Defendant also claims that plaintiff violated the security agreement by not providing it with notice that it would move against defendant’s assets to satisfy the debt owed on the promissory note. However, plaintiff, in a series of e-mails sent by Juneau to defendant in July and August 2008, repeatedly voiced concern regarding the company’s financial condition and stated that it intended to take “appropriate actions to protect it’s [sic] interest.” Since defendant knew, as previously noted, that plaintiff had the right to accelerate the debt owed on the promissory note in the event of a default, it was on notice that plaintiff could exercise its rights under the security agreement (see Limited Liability Company Law § 611) and pursue an order of seizure to protect its financial interests.
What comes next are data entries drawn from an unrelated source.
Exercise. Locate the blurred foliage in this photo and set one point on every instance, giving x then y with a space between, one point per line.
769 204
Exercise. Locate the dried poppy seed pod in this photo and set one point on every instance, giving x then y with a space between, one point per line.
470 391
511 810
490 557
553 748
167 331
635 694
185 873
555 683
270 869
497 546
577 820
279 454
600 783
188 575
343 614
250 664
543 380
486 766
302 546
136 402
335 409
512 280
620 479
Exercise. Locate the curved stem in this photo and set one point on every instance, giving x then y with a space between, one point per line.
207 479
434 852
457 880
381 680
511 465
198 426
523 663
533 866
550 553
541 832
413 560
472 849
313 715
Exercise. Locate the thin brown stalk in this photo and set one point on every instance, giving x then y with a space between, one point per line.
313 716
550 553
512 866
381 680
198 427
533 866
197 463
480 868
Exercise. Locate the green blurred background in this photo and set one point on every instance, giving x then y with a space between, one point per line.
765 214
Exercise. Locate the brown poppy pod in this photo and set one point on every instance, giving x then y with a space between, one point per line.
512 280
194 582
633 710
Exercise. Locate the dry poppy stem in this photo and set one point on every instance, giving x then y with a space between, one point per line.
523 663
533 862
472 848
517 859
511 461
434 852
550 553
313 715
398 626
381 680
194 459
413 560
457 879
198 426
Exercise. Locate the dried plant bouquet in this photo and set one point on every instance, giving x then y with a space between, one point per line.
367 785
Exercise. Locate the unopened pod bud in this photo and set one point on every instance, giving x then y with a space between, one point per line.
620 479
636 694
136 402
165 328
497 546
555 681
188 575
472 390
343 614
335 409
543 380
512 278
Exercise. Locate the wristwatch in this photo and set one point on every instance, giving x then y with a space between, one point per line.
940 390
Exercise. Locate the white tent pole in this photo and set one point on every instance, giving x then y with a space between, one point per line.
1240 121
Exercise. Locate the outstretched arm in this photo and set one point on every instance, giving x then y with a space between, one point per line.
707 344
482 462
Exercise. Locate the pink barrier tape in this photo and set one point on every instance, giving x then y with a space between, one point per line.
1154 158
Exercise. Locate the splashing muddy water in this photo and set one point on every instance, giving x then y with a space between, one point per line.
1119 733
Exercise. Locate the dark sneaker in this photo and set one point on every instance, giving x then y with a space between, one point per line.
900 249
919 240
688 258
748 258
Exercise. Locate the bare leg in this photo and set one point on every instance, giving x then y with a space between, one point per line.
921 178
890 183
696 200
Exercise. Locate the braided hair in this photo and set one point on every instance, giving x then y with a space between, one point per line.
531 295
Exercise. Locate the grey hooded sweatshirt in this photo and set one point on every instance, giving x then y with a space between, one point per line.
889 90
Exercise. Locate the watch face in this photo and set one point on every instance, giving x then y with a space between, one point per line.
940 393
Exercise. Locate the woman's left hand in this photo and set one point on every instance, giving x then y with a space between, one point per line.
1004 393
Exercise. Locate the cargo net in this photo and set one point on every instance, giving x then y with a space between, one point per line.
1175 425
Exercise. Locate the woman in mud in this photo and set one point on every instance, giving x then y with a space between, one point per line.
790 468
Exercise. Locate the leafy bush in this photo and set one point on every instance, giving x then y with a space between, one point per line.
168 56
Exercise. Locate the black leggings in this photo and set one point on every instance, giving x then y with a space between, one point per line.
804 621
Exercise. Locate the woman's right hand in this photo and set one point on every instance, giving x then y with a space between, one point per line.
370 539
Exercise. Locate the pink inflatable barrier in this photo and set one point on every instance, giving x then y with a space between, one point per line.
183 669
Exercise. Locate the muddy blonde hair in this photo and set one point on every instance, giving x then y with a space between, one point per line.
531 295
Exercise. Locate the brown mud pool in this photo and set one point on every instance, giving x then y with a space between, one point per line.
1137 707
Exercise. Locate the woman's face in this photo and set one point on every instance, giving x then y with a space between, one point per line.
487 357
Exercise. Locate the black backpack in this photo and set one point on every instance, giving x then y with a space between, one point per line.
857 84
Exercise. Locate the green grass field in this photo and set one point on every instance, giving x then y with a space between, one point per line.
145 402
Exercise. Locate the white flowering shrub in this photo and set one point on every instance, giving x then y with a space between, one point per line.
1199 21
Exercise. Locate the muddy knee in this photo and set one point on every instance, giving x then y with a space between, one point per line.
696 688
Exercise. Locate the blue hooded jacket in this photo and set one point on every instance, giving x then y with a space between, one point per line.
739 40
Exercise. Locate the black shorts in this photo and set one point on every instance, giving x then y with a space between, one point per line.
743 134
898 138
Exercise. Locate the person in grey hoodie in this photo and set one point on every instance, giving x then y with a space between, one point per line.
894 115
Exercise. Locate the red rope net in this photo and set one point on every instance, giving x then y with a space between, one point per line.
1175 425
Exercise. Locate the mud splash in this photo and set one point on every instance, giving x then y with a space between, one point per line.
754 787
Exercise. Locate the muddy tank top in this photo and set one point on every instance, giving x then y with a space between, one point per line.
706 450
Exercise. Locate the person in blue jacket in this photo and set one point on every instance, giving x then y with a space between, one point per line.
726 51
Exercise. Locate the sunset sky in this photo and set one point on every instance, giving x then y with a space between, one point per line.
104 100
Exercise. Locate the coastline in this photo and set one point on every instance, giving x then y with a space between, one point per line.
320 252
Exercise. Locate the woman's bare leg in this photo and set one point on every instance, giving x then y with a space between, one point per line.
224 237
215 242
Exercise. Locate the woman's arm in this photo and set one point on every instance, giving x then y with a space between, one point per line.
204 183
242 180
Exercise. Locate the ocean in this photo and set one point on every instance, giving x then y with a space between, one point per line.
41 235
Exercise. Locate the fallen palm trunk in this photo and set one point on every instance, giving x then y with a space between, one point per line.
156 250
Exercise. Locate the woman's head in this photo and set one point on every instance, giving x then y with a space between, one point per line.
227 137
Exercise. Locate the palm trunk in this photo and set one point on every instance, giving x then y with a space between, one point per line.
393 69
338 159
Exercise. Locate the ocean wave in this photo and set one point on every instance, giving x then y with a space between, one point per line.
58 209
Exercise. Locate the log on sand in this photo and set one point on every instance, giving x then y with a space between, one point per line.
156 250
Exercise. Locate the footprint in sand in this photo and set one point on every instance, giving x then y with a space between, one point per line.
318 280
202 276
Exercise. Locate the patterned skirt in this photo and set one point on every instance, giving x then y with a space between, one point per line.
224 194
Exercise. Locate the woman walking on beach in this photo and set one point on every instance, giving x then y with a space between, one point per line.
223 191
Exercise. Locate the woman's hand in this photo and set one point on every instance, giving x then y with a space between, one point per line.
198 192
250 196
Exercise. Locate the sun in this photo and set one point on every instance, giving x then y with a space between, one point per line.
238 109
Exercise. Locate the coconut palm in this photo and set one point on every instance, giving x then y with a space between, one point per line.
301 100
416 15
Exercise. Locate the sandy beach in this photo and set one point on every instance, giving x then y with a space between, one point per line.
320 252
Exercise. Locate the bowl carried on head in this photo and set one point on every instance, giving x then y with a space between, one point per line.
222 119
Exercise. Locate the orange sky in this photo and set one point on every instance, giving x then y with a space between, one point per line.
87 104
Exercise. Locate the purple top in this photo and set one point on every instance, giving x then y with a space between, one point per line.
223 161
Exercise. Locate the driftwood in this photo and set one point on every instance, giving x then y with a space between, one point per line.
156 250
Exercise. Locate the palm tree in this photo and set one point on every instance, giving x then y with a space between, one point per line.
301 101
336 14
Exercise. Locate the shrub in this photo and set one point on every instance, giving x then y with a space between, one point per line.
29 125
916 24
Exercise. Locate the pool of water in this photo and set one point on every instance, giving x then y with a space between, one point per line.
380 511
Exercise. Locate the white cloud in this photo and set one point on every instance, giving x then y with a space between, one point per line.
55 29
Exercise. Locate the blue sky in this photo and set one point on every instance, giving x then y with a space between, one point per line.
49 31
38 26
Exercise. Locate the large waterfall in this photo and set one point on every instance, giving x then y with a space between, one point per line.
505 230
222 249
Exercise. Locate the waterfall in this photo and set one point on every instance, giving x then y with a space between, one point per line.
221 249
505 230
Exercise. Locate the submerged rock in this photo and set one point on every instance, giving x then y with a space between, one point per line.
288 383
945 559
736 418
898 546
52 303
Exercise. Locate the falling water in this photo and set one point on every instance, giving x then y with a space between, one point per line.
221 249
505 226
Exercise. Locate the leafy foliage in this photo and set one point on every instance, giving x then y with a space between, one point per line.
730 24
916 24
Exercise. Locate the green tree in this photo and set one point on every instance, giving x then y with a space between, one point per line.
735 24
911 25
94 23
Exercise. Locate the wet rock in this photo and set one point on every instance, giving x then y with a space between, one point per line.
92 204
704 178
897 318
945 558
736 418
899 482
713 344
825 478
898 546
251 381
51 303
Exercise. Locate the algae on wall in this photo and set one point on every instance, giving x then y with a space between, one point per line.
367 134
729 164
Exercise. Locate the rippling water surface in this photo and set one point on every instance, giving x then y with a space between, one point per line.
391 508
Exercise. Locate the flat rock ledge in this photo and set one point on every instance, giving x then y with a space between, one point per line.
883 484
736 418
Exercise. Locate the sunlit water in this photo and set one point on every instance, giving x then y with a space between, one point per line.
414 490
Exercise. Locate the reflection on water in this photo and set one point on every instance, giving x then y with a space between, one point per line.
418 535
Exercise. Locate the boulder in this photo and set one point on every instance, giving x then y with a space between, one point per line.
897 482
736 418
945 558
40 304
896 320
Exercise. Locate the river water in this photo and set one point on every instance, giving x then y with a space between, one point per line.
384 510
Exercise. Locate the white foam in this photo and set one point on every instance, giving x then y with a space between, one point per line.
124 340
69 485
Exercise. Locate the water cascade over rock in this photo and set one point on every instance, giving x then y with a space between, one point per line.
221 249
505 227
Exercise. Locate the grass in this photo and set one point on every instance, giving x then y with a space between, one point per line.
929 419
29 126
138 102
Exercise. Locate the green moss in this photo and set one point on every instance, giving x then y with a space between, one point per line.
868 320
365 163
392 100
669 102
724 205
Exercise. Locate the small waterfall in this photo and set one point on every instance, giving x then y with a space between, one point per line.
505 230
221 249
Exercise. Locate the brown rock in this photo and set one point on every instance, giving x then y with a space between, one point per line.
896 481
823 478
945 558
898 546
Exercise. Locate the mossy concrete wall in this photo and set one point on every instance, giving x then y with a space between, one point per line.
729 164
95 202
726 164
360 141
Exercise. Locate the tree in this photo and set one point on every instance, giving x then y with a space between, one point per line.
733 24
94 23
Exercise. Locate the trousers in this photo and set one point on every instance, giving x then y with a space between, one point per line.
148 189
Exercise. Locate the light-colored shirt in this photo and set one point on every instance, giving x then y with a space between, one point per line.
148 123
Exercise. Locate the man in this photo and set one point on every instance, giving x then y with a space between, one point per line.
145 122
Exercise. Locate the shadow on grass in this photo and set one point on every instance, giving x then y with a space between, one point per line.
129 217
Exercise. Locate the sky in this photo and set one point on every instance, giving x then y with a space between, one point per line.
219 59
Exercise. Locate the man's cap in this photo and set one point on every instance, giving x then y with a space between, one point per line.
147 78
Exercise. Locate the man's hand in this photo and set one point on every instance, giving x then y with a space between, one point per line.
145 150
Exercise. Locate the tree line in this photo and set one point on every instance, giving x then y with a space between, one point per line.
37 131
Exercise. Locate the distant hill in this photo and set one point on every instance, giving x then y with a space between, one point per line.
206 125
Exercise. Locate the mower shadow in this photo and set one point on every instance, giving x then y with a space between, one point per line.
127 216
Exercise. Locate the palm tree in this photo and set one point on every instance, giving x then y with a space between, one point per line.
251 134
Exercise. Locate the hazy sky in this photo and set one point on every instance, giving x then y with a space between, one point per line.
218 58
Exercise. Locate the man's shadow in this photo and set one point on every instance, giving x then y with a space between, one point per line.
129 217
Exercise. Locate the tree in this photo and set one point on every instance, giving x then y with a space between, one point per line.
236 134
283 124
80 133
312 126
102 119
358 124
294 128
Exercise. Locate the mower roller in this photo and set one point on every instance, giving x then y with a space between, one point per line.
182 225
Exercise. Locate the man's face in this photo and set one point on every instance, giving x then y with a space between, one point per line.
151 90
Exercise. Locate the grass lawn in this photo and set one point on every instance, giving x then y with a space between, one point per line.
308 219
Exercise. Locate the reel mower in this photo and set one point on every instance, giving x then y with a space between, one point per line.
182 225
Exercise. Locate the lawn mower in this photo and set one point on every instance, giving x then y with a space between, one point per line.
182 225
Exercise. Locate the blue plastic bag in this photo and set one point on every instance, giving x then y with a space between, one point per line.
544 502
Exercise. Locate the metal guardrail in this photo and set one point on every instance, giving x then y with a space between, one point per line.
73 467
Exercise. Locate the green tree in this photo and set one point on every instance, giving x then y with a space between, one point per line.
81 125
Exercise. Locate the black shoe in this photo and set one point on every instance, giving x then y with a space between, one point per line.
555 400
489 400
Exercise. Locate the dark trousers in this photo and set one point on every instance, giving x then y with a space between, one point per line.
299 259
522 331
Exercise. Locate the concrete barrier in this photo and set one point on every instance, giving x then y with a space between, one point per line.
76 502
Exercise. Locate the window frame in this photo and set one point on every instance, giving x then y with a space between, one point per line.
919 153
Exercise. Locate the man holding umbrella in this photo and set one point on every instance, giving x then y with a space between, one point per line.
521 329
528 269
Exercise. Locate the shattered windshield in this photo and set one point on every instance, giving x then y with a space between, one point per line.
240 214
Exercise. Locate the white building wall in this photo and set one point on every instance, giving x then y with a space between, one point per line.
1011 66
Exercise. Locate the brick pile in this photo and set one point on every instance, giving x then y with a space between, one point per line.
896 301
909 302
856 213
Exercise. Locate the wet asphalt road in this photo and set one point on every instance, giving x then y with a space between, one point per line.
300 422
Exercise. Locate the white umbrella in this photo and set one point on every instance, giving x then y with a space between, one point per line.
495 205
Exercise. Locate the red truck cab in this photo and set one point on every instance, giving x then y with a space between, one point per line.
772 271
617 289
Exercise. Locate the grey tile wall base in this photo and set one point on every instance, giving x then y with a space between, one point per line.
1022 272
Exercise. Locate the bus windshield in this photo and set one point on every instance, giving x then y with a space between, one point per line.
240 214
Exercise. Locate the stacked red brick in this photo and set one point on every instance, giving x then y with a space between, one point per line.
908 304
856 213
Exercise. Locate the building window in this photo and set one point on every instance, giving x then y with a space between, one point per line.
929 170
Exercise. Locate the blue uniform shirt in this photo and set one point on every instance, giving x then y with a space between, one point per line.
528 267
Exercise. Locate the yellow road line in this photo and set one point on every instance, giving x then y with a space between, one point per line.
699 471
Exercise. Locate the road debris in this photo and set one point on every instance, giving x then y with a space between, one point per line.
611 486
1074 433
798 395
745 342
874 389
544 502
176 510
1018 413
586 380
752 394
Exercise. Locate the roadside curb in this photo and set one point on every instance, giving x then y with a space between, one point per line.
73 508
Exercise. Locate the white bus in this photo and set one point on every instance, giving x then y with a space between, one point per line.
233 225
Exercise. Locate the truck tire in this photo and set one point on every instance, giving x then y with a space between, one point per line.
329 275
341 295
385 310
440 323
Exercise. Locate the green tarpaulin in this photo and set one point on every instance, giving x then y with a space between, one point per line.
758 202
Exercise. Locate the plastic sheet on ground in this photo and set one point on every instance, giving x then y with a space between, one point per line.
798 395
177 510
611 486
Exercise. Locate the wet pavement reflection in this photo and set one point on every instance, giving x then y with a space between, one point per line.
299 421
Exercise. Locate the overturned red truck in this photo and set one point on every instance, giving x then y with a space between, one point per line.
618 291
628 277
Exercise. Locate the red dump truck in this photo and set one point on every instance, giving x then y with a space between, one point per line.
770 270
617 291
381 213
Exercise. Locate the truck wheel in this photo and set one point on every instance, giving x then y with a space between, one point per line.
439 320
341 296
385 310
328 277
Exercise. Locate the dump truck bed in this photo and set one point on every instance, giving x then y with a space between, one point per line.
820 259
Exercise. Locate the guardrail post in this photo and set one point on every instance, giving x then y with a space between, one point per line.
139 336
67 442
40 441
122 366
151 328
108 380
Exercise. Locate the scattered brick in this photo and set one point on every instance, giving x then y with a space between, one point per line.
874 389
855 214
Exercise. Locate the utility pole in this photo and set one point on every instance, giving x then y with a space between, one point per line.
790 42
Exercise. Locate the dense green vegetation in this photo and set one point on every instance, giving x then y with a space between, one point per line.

As for Supreme Court’s decision allowing plaintiff to file a substitute undertaking (see CPLR 2506), the bond provided sufficient protection for any loss that defendant might suffer if it ultimately prevailed in this action and, at the same time, satisfied plaintiffs obligation as set forth in the court’s order. Defendant, while objecting to the process employed by plaintiff in filing the substitute undertaking, has not claimed that the bond is insufficient to secure the undertaking, or that it is invalid. Therefore, defendant’s challenge to this substitute undertaking was properly denied (see Johanson Resources v La Vallee, 285 AD2d 761, 761 [2001]).

Finally, we affirm Supreme Court’s order denying defendant’s application that plaintiff be compelled to reimburse it for certain expenditures that were incurred by the business between the time the temporary restraining order was issued (July 21, 2008) and the order authorizing the seizure of defendant’s assets was entered (Nov. 6, 2008). The court, when it issued the temporary restraining order, specifically authorized defendant to renew its application to vacate this order if the parties were unable to agree on the payment of essential business expenses that had to be paid to keep the business in operation. Given that during this period defendant only made one claim for the *1278payment of such an expense—that being the payment of fees owed its general manager and litigation counsel—its belated application to recoup other expenses incurred during this period was properly denied.

Peters, J.P, Rose and Garry, JJ., concur; Kavanagh, J., not taking part. Ordered that the orders are affirmed, with costs.

. Stykes-Rua’s husband, Vincent Rua, was defendant’s general manager.

. Stykes-Rua makes no argument on appeal with respect to the denial of her motion to intervene.